Please, make sure not to expose your MPDS key publicly.


In [None]:
API_KEY = 'YOUR_MPDS_API_KEY_GOES_HERE'

In [None]:
extremes, extremes_intersects = {}, {}

def mpds_download_worker(prop, min_bound, max_bound):
    '''
    A parallel download worker
    '''
    print(" Starting with %s" % prop)

    MPDSDataRetrieval.chilouttime = random.randint(3, 4) # please, do not use values < 2
    client = MPDSDataRetrieval(dtype=MPDSDataTypes.MACHINE_LEARNING, api_key=API_KEY)

    min_entries, max_entries = [], []

    for item in client.get_data({"props": prop}, fields={'P':[
        'sample.material.entry',
        'sample.material.phase_id',
        'sample.material.chemical_formula',
        'sample.measurement[0].property.scalar'
    ]}):
        if item[3] < min_bound:
            min_entries.append(item)

        elif item[3] > max_bound:
            max_entries.append(item)

    for item in list(min_entries) + list(max_entries):

        keep_info = [prop, item[0]] + item[2:]
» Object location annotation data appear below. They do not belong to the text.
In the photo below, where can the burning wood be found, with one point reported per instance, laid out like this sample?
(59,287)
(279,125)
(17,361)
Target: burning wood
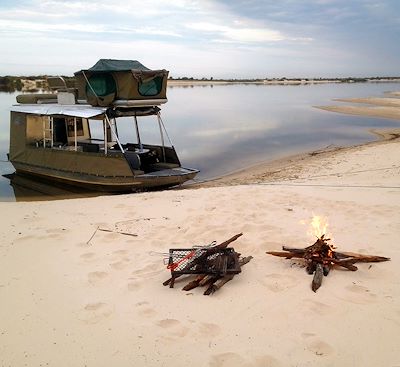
(321,257)
(214,266)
        if item[1] in extremes:
            extremes_intersects.setdefault(item[1], []).append(keep_info)

        else:
            extremes[item[1]] = keep_info

Below is the most time-consuming step. We need to scan all the machine-learning data. To fetch all the entries for each property requires about 15 minutes. So that will be about 2 hours in total sequentially. We're lucky to parallelize the data extraction using an **mpds_download_worker** for each property, so the total running time will be about half an hour. A reader may grab a cup of tea or coffee (a timely hydration is important).

In [None]:
start_time = time.time()
threads = []
for key in ml_data_bounds:

    # adjust bounds to match extreme entries
    margin = (ml_data_bounds[key][1] - ml_data_bounds[key][0]) / bound_tolerance_factor
    ml_data_bounds[key] = [ml_data_bounds[key][0] + margin, ml_data_bounds[key][1] - margin]

    # run in parallel, although avoiding too frequent requests
    thread = threading.Thread(target=mpds_download_worker, args=[key] + ml_data_bounds[key])
    time.sleep(random.randint(1, 5))
    thread.start()
    threads.append(thread)

for thread in threads:
    thread.join()

for phase_id in extremes_intersects:
    extremes_intersects[phase_id].append(extremes[phase_id])

for phase_id in sorted(extremes_intersects.keys()):

    print("*" * 30 + " Distinct phase https://mpds.io/#phase_id/%s " % system['Phase'] + "*" * 30)

    for card in extremes_intersects[phase_id]:
        print("%s (%s) %s = %s %s" % (card[1], card[0], ))

print("Done in %1.2f sc" % (time.time() - start_time))


Were you able to follow everything? Please, try to answer:
- How is the value of `bound_tolerance_factor` connected with the total number of results?
- How could one obtain the particular crystalline structures for these results?
- How could one in principle verify these results?